Während die Initiative #Standwithdocumenta gegen die Einschränkung der Kunstfreiheit auf der kommenden Documenta in Kassel kämpft, plädierte der Kasseler Kunstwissenschaftler und Documenta-Kenner Harald Kimpel jüngst in einem Debattenbeitrag im "StadtZeit Kassel Magazin" für ein entschlossenes Ende der Weltkunstausstellung. "Die gegenwärtige Situation ist völlig verfahren", erläutert er im Gespräch mit der Nachrichtenagentur dpa. Die Documenta habe ihr letztes Stadium erreicht. Davor schützten auch die Empfehlungen der Managementberatung nicht. "Ganz im Gegenteil. Es ist ein Ärgernis, dass die Documenta so ratlos dasteht, dass sie eine Beratungsfirma zu brauchen glaubt."

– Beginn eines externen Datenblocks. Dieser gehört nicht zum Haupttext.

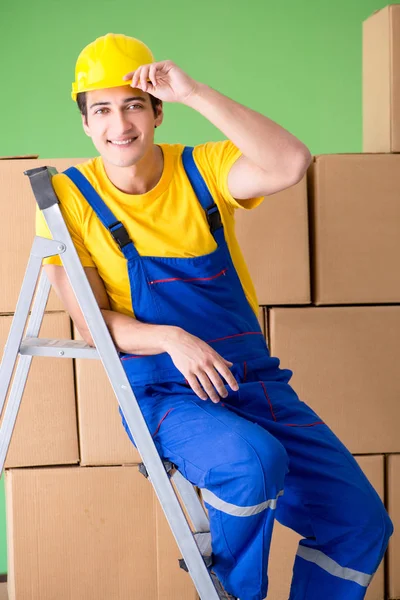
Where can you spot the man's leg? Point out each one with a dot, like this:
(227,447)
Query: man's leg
(327,498)
(240,469)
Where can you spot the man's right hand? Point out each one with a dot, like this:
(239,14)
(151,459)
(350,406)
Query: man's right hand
(203,368)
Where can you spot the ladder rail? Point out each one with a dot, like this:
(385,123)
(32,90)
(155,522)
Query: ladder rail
(24,302)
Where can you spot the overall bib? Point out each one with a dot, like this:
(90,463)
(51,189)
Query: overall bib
(259,454)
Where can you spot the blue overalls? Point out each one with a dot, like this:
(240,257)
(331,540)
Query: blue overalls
(260,453)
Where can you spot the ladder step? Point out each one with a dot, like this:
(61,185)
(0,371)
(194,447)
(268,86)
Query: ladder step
(57,348)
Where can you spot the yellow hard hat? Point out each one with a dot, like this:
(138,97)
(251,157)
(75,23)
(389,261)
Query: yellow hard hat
(104,62)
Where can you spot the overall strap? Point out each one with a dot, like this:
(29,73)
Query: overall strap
(115,227)
(203,194)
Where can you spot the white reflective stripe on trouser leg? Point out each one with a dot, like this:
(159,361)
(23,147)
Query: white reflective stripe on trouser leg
(233,509)
(328,564)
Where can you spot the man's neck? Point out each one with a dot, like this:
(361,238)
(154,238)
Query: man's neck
(140,178)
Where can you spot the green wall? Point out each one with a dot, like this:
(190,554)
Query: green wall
(298,61)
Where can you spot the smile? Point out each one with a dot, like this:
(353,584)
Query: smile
(122,143)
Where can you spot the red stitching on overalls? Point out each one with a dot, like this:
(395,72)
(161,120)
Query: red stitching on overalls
(269,401)
(192,279)
(164,417)
(306,425)
(235,335)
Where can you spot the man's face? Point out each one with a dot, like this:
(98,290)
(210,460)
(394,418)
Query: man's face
(121,124)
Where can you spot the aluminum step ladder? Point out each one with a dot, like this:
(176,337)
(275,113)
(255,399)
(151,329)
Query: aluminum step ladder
(194,546)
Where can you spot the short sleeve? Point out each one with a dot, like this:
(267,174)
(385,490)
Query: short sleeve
(73,227)
(220,157)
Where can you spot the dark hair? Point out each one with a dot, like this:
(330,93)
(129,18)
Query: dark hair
(82,104)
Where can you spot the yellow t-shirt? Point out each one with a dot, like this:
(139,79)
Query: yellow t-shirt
(166,221)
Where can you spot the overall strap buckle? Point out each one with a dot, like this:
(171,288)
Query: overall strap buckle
(213,218)
(120,234)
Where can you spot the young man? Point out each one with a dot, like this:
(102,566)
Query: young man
(154,229)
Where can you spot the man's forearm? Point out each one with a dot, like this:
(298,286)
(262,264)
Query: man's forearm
(134,337)
(261,140)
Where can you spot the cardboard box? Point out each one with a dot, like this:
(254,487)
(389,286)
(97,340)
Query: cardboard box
(102,437)
(381,81)
(262,312)
(285,542)
(354,229)
(274,242)
(18,226)
(89,534)
(46,429)
(345,365)
(394,512)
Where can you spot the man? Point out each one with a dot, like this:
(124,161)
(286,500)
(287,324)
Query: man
(154,229)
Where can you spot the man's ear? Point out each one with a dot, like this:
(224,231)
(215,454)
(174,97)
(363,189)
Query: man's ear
(85,126)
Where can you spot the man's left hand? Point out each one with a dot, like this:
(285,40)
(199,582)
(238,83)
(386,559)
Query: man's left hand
(164,80)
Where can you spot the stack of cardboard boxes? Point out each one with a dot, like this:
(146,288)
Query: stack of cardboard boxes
(82,523)
(343,346)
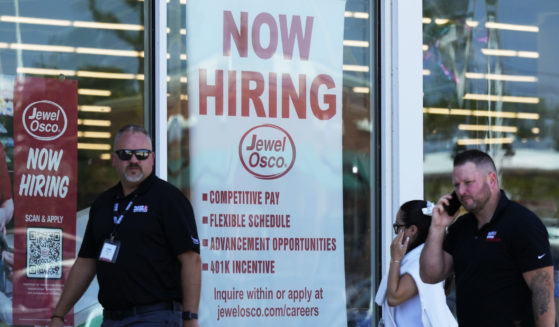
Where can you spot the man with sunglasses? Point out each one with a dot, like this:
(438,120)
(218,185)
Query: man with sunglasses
(141,242)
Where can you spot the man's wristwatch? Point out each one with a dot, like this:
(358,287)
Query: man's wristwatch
(187,315)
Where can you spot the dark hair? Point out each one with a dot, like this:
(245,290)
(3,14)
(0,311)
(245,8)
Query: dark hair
(412,214)
(134,129)
(479,158)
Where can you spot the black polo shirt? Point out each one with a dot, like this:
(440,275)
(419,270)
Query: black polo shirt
(157,228)
(489,262)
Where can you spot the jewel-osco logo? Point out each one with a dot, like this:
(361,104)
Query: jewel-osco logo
(44,120)
(267,151)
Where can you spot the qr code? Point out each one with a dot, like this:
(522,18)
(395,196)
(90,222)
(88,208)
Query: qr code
(44,253)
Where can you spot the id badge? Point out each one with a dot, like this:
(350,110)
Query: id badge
(109,252)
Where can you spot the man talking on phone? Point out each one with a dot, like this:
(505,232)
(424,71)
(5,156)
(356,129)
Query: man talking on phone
(499,251)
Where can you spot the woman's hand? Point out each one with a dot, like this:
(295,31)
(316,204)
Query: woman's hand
(398,248)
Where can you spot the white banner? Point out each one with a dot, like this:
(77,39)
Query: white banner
(265,110)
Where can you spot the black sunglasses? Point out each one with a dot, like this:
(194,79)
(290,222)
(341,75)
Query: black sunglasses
(397,226)
(126,154)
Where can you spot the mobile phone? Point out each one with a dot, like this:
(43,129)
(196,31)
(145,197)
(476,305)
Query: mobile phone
(453,205)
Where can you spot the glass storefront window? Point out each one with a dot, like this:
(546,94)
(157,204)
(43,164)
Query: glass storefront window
(359,131)
(99,44)
(489,83)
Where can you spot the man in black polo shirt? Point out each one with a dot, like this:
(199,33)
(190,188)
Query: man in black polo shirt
(141,242)
(499,252)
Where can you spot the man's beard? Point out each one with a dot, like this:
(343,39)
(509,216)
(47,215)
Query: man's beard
(136,178)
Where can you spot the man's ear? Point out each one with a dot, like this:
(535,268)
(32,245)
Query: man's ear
(492,179)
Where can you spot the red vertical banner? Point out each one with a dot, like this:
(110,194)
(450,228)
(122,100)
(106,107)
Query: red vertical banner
(45,190)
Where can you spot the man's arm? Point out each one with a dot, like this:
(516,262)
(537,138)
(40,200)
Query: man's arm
(76,284)
(191,279)
(435,264)
(540,282)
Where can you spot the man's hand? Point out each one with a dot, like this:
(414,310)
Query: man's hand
(441,219)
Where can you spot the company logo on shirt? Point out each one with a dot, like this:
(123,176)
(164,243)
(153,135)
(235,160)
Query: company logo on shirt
(142,208)
(492,237)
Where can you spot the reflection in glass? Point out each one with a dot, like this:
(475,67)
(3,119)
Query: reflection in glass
(98,43)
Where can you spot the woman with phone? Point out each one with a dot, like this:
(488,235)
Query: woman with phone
(406,300)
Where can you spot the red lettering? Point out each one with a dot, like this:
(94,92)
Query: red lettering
(272,95)
(232,92)
(264,18)
(230,31)
(206,91)
(288,93)
(329,99)
(254,94)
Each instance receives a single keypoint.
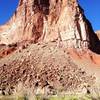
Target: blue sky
(91, 8)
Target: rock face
(48, 20)
(98, 34)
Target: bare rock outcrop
(98, 34)
(49, 20)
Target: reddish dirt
(45, 66)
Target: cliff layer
(49, 20)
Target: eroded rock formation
(48, 20)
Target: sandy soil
(43, 65)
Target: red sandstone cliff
(49, 20)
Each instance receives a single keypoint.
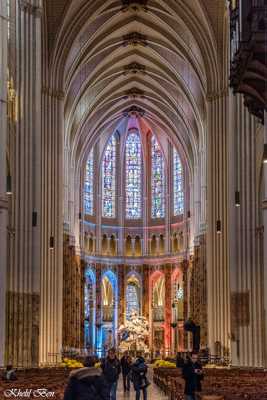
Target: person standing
(126, 362)
(193, 375)
(179, 361)
(139, 378)
(87, 383)
(111, 368)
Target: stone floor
(153, 392)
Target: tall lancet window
(109, 179)
(178, 184)
(157, 180)
(89, 185)
(133, 186)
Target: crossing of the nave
(133, 156)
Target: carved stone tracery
(134, 39)
(134, 5)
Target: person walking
(111, 368)
(126, 362)
(179, 361)
(87, 383)
(193, 375)
(139, 378)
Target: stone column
(23, 298)
(247, 278)
(185, 270)
(98, 307)
(3, 174)
(218, 250)
(264, 212)
(168, 308)
(121, 294)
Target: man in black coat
(140, 381)
(193, 375)
(87, 383)
(179, 361)
(126, 368)
(111, 368)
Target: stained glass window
(133, 185)
(109, 179)
(132, 302)
(178, 184)
(89, 185)
(157, 180)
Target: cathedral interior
(133, 176)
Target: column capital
(211, 96)
(28, 7)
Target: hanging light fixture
(237, 198)
(265, 154)
(8, 185)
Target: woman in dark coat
(140, 382)
(193, 375)
(87, 383)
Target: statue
(134, 334)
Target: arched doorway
(157, 314)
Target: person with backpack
(193, 375)
(139, 378)
(111, 368)
(9, 374)
(87, 383)
(126, 362)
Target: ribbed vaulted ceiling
(112, 58)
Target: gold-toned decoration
(134, 39)
(134, 110)
(134, 68)
(133, 93)
(134, 5)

Die empfohlenen Verhaltensnormen repräsentierten all das, was die Documenta sieben Jahrzehnte verachtet habe. "Es wäre niemandem eingefallen, sich selbst oder anderen Regeln aufzuerlegen." Die strikte Trennung von Geschäftsführung und Künstlerischer Leitung habe immer funktioniert, setze aber absolutes Vertrauen in die Künstlerische Leitung voraus. Das sei bei der Documenta fifteen verloren gegangen. "Wer möchte unter diesen Bedingungen noch in die Findungskommission oder die Künstlerische Leitung?", fragt Kimpel.
"Schon die letzten Ausstellungen waren keine Documenta-Ausstellungen mehr", meint er. Das Selbstverständnis der Documenta als Ausstellung, die auf stets provokante Weise das Wesentliche der zeitgenössischen Kunst dokumentiere, sei zerronnen. Stattdessen gehe es nur noch um "besonders pfiffige Konzeptionen". Die Documenta 16 würde Kimpel gerne "als großangelegtes, fulminantes Finale" sehen. Folgen könne "ein völlig neues Format mit vollkommen anderem Inhalt. Ein neues Format, das in der Lage sein müsste, die gleiche Strahlkraft zu entwickeln wie die Documenta."
Tatsächlich werde es aber leider mit Sicherheit weitergehen, so Kimpel. "Was dann kommt, trägt allerdings nur noch den Namen und hat inhaltlich nichts mehr mit der Documenta zu tun. Sie verkommt zu einer leeren Hülse mit beliebigem Inhalt und wird zunehmend an Bedeutung verlieren. Das wäre die jämmerlichste Existenzform dieser großartigen Veranstaltungsreihe. Die Documenta sollte aber nicht jammervoll enden, sondern sich mit krachendem Selbstbewusstsein verabschieden."